[LU-1135] connection between MDS and OSS constantly being dropped and reestablished. Created: 24/Feb/12 Updated: 08/Mar/12 Resolved: 08/Mar/12 |
|
| Status: | Resolved |
| Project: | Lustre |
| Component/s: | None |
| Affects Version/s: | None |
| Fix Version/s: | None |
| Type: | Bug | Priority: | Blocker |
| Reporter: | James A Simmons | Assignee: | Oleg Drokin |
| Resolution: | Won't Fix | Votes: | 0 |
| Labels: | None | ||
| Environment: |
Lustre 2.1.56 servers with Lustre 2.1.56 clients on a cray system. |
||
| Attachments: |
|
| Severity: | 3 |
| Rank (Obsolete): | 6448 |
| Description |
|
After a IOR job was launched on our clients nodes if one attempts to go into the directory where the many files are being created the OSTS would start goin to recovery every few minutes. |
| Comments |
| Comment by James A Simmons [ 24/Feb/12 ] |
|
I also placed the debug logs from the severs at the ftp site in uploads/ |
| Comment by Ian Colle (Inactive) [ 24/Feb/12 ] |
|
This must be fixed prior to the IR test at ORNL. |
| Comment by Peter Jones [ 24/Feb/12 ] |
|
Oleg Could you please look into this one as your top priority? Thanks Peter |
| Comment by James A Simmons [ 24/Feb/12 ] |
|
Okay been busy bisecting and I think I found the source of the problem. Its was commit 0204171fd3e1b393c53bd374aff228e80080a55a from |
| Comment by James A Simmons [ 24/Feb/12 ] |
|
Uploading more logs to uploads/ |
| Comment by James A Simmons [ 02/Mar/12 ] |
|
Doing some more testing I discovered that the problem went away when I upgraded to OFED 1.5.4 when on RHEL5.7. It is unknown if this is a Lustre bug or a OFED bug at this point. Will investigate with a image with a older OFED. |
| Comment by James A Simmons [ 07/Mar/12 ] |
|
Testing with the RHEL6 image with the default OFED stack shows the same problem. On the OSS Lustre: 4473:0:(ldlm_lib.c:634:target_handle_reconnect()) lustre-OST0018: lustre-MDT0000-mdtlov_UUID reconnecting And on the mds Oleg has a idea that it's a race condition in the ptlrpc layer. I observed in the rhel5 distro with OFED 1.5.4 the problem was reduced. |
| Comment by James A Simmons [ 07/Mar/12 ] |
|
This error also happened on the MDS 2012-03-07 13:32:17 Lustre: 10224:0:(import.c:525:import_select_connection()) lustre-OST0002-osc-MDT0000: tried all connections, increasing latency to 10s |
| Comment by James A Simmons [ 08/Mar/12 ] |
|
The reason for the errorswhen using the rhel6 image was due to the file system not being rebuilt.
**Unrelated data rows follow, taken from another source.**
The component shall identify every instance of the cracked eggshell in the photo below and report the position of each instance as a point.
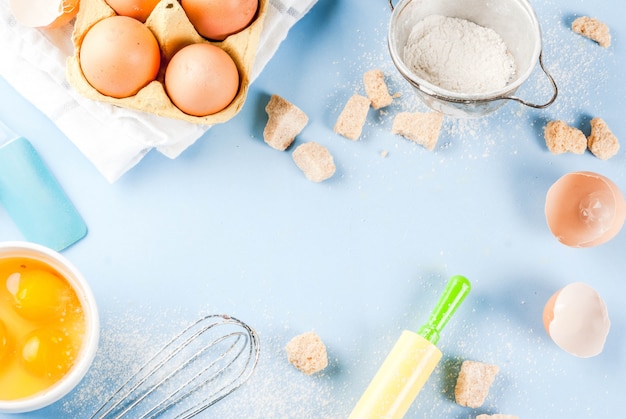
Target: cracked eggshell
(584, 209)
(577, 320)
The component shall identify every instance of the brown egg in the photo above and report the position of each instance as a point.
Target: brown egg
(119, 55)
(138, 9)
(48, 14)
(577, 320)
(218, 19)
(201, 79)
(584, 209)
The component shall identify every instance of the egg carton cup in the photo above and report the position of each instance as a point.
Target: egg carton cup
(173, 31)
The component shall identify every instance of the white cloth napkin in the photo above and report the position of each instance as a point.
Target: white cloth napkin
(113, 139)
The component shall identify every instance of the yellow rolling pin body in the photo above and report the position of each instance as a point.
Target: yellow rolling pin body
(411, 361)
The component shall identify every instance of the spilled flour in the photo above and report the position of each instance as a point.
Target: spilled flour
(459, 55)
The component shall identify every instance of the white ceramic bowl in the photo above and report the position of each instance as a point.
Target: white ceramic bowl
(92, 331)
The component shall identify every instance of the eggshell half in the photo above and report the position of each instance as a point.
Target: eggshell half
(44, 13)
(577, 320)
(584, 209)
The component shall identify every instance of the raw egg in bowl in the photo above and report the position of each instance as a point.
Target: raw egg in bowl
(49, 327)
(584, 209)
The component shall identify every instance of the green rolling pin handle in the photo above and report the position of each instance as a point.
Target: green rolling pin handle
(455, 292)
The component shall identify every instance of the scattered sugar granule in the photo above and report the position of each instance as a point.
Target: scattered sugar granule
(307, 353)
(593, 29)
(602, 143)
(353, 116)
(423, 128)
(376, 89)
(473, 383)
(561, 138)
(315, 161)
(285, 121)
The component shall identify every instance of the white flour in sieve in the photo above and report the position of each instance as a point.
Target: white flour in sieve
(458, 55)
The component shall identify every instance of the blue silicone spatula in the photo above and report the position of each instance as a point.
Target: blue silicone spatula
(33, 198)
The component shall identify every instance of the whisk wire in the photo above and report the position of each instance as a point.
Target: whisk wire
(232, 357)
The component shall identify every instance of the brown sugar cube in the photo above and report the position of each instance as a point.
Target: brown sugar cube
(593, 29)
(315, 161)
(307, 353)
(602, 143)
(561, 138)
(285, 121)
(376, 89)
(472, 385)
(423, 128)
(351, 120)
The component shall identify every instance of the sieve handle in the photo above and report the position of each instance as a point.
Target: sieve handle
(552, 82)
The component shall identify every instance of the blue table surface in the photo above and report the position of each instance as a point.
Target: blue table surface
(232, 226)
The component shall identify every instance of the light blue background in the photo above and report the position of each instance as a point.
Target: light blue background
(232, 226)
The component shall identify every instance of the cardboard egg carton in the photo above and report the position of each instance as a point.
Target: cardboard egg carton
(173, 31)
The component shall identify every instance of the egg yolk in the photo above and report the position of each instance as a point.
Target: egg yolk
(47, 352)
(38, 294)
(42, 327)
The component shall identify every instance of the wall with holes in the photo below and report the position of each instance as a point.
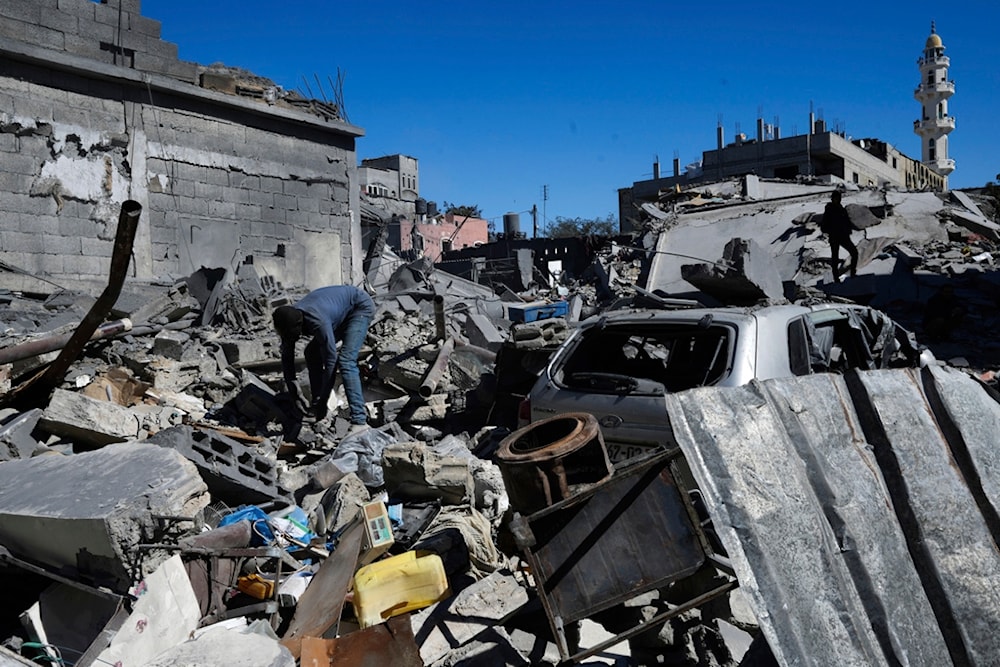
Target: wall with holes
(95, 109)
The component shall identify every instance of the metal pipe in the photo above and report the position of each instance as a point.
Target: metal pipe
(34, 348)
(436, 371)
(488, 356)
(439, 322)
(40, 386)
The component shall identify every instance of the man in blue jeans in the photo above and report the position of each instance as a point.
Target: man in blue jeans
(328, 314)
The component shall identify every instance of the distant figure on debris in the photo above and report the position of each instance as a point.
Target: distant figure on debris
(836, 224)
(942, 314)
(328, 314)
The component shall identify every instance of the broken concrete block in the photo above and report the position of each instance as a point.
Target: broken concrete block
(747, 275)
(16, 441)
(239, 351)
(977, 224)
(435, 409)
(341, 503)
(481, 332)
(405, 370)
(100, 504)
(233, 472)
(83, 419)
(171, 344)
(166, 612)
(491, 647)
(176, 375)
(415, 471)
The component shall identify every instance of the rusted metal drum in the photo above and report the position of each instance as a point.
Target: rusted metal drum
(549, 460)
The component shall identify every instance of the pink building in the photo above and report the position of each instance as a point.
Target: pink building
(442, 233)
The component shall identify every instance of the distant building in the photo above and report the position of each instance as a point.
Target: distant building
(392, 176)
(431, 237)
(821, 154)
(934, 123)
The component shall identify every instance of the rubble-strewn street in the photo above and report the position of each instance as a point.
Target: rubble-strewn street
(756, 426)
(165, 498)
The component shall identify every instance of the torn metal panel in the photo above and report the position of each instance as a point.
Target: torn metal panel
(389, 643)
(856, 539)
(951, 543)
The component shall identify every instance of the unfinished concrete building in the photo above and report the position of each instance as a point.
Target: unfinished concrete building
(229, 169)
(822, 154)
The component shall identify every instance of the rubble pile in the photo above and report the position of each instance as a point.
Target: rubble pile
(167, 500)
(168, 482)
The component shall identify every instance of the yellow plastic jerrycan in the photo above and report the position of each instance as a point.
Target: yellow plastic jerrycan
(397, 585)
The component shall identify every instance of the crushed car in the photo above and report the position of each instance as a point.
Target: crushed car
(619, 365)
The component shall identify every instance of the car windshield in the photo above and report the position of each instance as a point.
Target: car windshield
(648, 358)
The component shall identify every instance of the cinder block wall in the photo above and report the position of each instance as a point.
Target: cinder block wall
(95, 109)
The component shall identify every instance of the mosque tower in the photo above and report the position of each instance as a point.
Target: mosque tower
(933, 93)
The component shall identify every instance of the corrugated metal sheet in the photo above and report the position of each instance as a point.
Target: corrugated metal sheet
(860, 512)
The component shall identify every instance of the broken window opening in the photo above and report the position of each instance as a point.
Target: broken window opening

Previous I built the file system using the rhel5 image. After moving to a rhel6 image the problem was still present. I attempted to test IR but it toppled my client so the next time I reformated the file system. After the reformat all the problems went away. |
| Comment by Peter Jones [ 08/Mar/12 ] |
|
ok thanks for letting us know James. |
| Comment by James A Simmons [ 08/Mar/12 ] |
|
Just as a note if anyone will migrated from a RHEL5 envirnoment to RHEL6 with Lustre pre 2.2 that they would reformat there file system before use. |